Navigating three years of junior high school had been tempestuous and I felt as if I’d haphazardly muddled my way through a fairly frenetic middle school experience. Trying to fit in at school while trying to not stand out at home had become my de rigeur method of procedure. With my dad still treating me like a second-class citizen ever since I’d let it be known I wasn’t down with being a Klansman like him and his racist buddies, I felt as if I was flying blind most days. Not to mention I eventually began to realize my mom’s drug and alcohol dependencies began in earnest about this same time. Her substance abuse and ensuing addictions would eventually become a life-altering dilemma for Judy-O.
In spite of my intuition about my mom’s choice of habits, I was still curious as to why my parents and their friends seemed to enjoy those vices so much. However, it would be another year before I would take my first drink of some booze I’d swiped from my ol’ man's liquor cabinet. I’ve since learned that the regular consumption of alcohol slowly kills brain cells. But back then it didn’t bother me since I was never in much of a hurry. While I do know I’ve gotten drunk and made a mess of more than a few things in my lifetime, in alcohol’s defense, I’ve done some equally dumb stuff while completely sober. These days, I really don’t drink much any more and can easily go weeks or months without imbibing. Then I might enjoy a cold beer with a cheeseburger or a glass of wine to complement a delicious dinner.

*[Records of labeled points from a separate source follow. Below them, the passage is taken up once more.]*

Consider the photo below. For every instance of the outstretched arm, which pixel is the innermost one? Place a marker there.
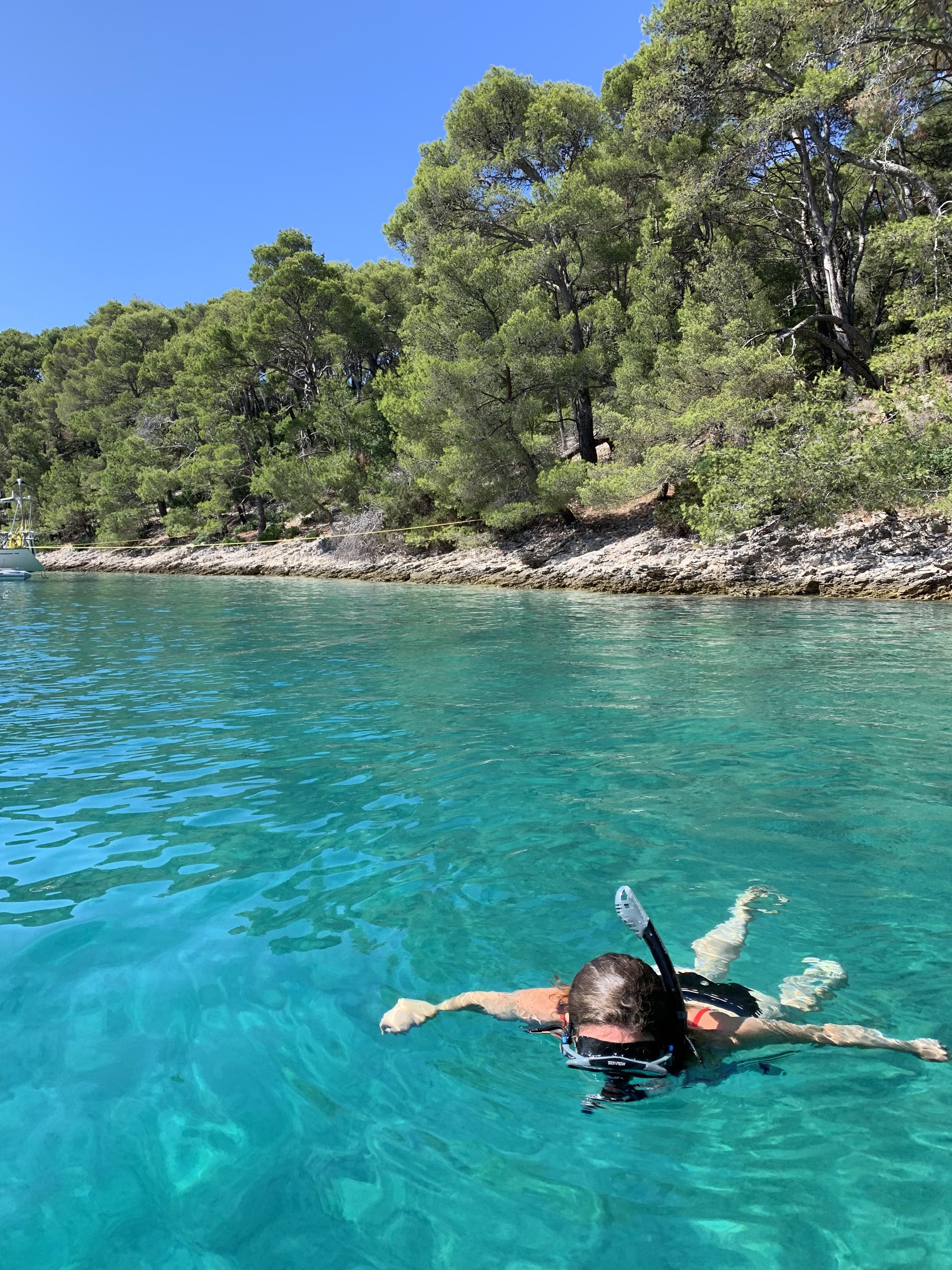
(530, 1005)
(715, 952)
(727, 1032)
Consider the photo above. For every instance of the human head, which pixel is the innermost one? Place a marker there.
(620, 991)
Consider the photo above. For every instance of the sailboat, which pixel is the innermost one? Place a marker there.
(17, 539)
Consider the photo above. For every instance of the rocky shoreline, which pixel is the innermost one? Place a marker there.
(879, 556)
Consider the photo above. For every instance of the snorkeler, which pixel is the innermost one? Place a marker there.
(629, 1020)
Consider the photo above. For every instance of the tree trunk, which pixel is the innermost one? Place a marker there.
(586, 426)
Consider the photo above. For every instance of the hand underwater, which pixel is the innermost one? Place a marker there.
(407, 1014)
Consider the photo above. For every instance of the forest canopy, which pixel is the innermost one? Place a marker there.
(727, 277)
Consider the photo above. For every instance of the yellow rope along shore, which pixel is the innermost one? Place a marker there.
(252, 543)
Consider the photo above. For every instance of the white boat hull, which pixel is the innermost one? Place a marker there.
(20, 558)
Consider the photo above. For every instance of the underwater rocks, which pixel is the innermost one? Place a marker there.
(879, 556)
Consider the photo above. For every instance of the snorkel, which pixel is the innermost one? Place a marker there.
(621, 1063)
(635, 918)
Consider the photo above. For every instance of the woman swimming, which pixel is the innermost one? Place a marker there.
(622, 1014)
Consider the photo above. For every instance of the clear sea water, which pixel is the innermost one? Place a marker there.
(242, 817)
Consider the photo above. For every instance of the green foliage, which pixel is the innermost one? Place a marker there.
(735, 266)
(829, 456)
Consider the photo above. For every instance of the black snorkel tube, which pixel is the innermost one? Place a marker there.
(635, 918)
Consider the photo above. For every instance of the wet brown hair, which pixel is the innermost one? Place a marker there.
(621, 991)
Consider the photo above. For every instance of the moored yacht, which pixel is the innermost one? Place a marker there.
(17, 536)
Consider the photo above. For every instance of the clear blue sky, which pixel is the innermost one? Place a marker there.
(149, 146)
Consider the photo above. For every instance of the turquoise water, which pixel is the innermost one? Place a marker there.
(241, 817)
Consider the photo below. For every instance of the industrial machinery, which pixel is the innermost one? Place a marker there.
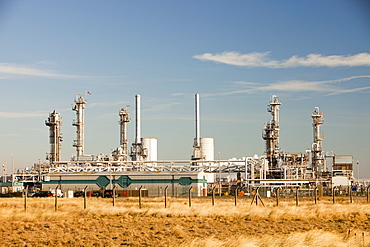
(54, 123)
(275, 167)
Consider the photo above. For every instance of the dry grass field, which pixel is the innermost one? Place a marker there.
(125, 224)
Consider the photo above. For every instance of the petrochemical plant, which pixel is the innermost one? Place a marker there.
(129, 168)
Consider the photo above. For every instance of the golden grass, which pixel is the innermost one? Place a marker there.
(101, 224)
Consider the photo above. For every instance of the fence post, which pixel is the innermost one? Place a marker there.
(191, 187)
(114, 195)
(56, 198)
(140, 196)
(296, 196)
(333, 194)
(236, 195)
(85, 197)
(165, 196)
(213, 195)
(25, 197)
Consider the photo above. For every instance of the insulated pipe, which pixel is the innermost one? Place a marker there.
(197, 125)
(137, 112)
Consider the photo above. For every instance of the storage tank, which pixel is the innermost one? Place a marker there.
(207, 148)
(150, 145)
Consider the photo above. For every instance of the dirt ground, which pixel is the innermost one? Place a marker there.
(71, 226)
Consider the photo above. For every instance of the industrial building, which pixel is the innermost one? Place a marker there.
(128, 170)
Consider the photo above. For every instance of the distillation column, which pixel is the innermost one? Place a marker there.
(54, 123)
(197, 153)
(124, 119)
(318, 159)
(79, 123)
(138, 153)
(271, 133)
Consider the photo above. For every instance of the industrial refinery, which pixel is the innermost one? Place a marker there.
(129, 167)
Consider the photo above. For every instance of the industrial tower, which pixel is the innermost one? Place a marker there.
(138, 152)
(318, 157)
(121, 153)
(271, 133)
(54, 123)
(79, 107)
(197, 154)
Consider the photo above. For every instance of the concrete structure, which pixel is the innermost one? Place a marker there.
(154, 182)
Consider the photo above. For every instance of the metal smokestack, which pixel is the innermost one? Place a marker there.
(137, 112)
(197, 125)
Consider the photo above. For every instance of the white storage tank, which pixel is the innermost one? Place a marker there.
(207, 147)
(150, 144)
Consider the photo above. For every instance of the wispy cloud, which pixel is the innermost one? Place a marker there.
(14, 69)
(22, 114)
(261, 59)
(161, 107)
(177, 94)
(327, 87)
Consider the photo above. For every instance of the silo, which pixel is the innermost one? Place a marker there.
(150, 145)
(207, 148)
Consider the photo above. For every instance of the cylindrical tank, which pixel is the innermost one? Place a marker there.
(207, 147)
(150, 144)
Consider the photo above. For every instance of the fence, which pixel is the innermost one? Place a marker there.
(256, 194)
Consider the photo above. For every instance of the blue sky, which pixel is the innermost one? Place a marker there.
(235, 54)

Having said that, I’ve had some close friends say they couldn’t go a day without a boozy beverage. I realize what they’re effectively saying is they’re functioning alcoholics, that they have a physical addiction to some chemical. I’ve seen first hand how deviant someone can become when they’re at the mercy of their drug-fueled demons. But back in ‘76, as the nation’s bicentennial celebration was winding down, my folks had become notorious partiers who invited their like-minded friends to stop by on Saturday evenings in their party room in our basement. By then the size of those hoedowns had dwindled to a select few of the usual suspects, and they were almost always the same faces. I realized the music wasn’t as loud and laughter wasn’t as long ever since the crowds had become smaller. I still noticed the same marijuana smoke wafting up the stairwell that separated the Lover's Hideaway from the rest of my world and I knew they kept a well-stocked bar. I could only imagine what was actually happening when the lights dimmed, although I wasn’t really wondering quite like I used to. I might’ve been so young as to be severely lacking in regard to experience, wisdom and discernment, but I had a good idea what was happening down there under the glow of those black lights. Regretfully, I’d seen picture proof, which was something I would never be able to forget.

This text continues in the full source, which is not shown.